Y es que historias como la de Macbeth y las violentas circunstancias que se desarrollan en su camino para convertirse en rey de Escocia nunca mueren, historias sobre el precio de la ambición y sobre la sed de sangre que todos llevamos que apenas han envejecido (en cuando a la temática, no así en el lenguaje como uno puede suponer) y que tantas otras obras han inspirado a lo largo de la historia. Y aquí, Justin Kurzel se deja de idas de olla y reimaginaciones chorras (vale que el bosque de Birnam no suba a la colina de Dunsinane cómo ocurre en el texto original, que a las tres brujas se una cómo recordatorio del fatal destino que le aguarda a Macbeth el fantasma de un niño muerto en las guerras libradas por el mismo y algunas cosillas más, pero son pequeños cambios, no absurdeces cómo colocar a Coriolano y a Aufidio en el contexto de la guerra actual en Oriente Medio)  para colocar la historia en el escenario de dónde no se debe mover,la Escocia medieval. El director acomete una dirección con una fotografía cuidadísima, un filtro rojo que acompaña a los momentos claves (rojo, el color de la sangre, el color de la muerte), y una alternancia entre planos cortos y tomas largas panorámicas que hacen de la cinta un visionado de lo más agradable del cual el principal escollo a superar (aunque todo depende del tipo de espectador que uno sea) es el guión, porque si una cosa es Macbeth es una traslación del texto original de Shakespeare tal cual, con sus diálogos en inglés antiguo y todo lo que conlleva, algo que puede resultar todo un desafío, sobre todo si le sumamos el cerrado acento escocés (como debe ser) de la mayoría del plantel actoral, porque esa es otra, verla en versión doblada es casi equivalente a no sólo no verla como debe ser sino también a perderse toda la magia que transmite el leer y oír a Shakespeare y esa forma de narrar que ya se ha perdido a día de hoy.

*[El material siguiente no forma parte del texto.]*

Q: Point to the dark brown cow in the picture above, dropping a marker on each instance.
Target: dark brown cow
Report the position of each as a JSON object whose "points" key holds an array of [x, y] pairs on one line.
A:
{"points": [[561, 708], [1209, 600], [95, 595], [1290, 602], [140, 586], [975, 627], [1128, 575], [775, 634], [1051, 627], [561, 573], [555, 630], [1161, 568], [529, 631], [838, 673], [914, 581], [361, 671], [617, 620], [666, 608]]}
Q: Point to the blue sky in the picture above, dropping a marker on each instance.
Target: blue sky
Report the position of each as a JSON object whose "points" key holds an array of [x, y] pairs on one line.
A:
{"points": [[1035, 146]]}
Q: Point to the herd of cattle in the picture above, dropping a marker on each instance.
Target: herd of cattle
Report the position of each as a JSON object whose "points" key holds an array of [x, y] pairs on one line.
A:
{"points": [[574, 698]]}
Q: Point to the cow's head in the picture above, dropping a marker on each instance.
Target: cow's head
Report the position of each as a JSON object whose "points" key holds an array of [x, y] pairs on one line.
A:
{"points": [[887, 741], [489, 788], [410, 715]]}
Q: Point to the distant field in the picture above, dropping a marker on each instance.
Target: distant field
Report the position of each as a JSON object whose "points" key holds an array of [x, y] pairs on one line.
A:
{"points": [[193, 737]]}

Si uno consigue pasar por encima de esto se encontrará con un Michael Fassbender que compone un Macbeth creíble en una interpretación que crece conforme se acerca el fatal desenlace, con una Marion Cotillard mediocre a más no poder, que aparte de no parecer escocesa, de no contar con un acento inglés ni ser capaz de fingirlo y de tirarse toda la película hablando en susurros, destroza el genial monólogo previo a la muerte de Lady Macbeth,  y con un plantel de secundarios con la presencia y con la dicción necesaria para interpretar a Shakespeare, de entre los cuales destacan David Thewlis, el Lupin de la saga de Harry Potter, y Sean Harris, cómo el rey Duncan y el furibundo MacDuff.
Si uno junta todo esto obtiene una adaptación de Macbeth llamativa, que entra primero por los ojos por lo preciosista de su envoltura y termina de convencer por la acertada interpretación de un gran Michael Fassbender. Con sus más y sus menos, sin duda un ejemplo a seguir de cómo adaptar las obras de Shakespeare para el público actual sin caer en el despropósito.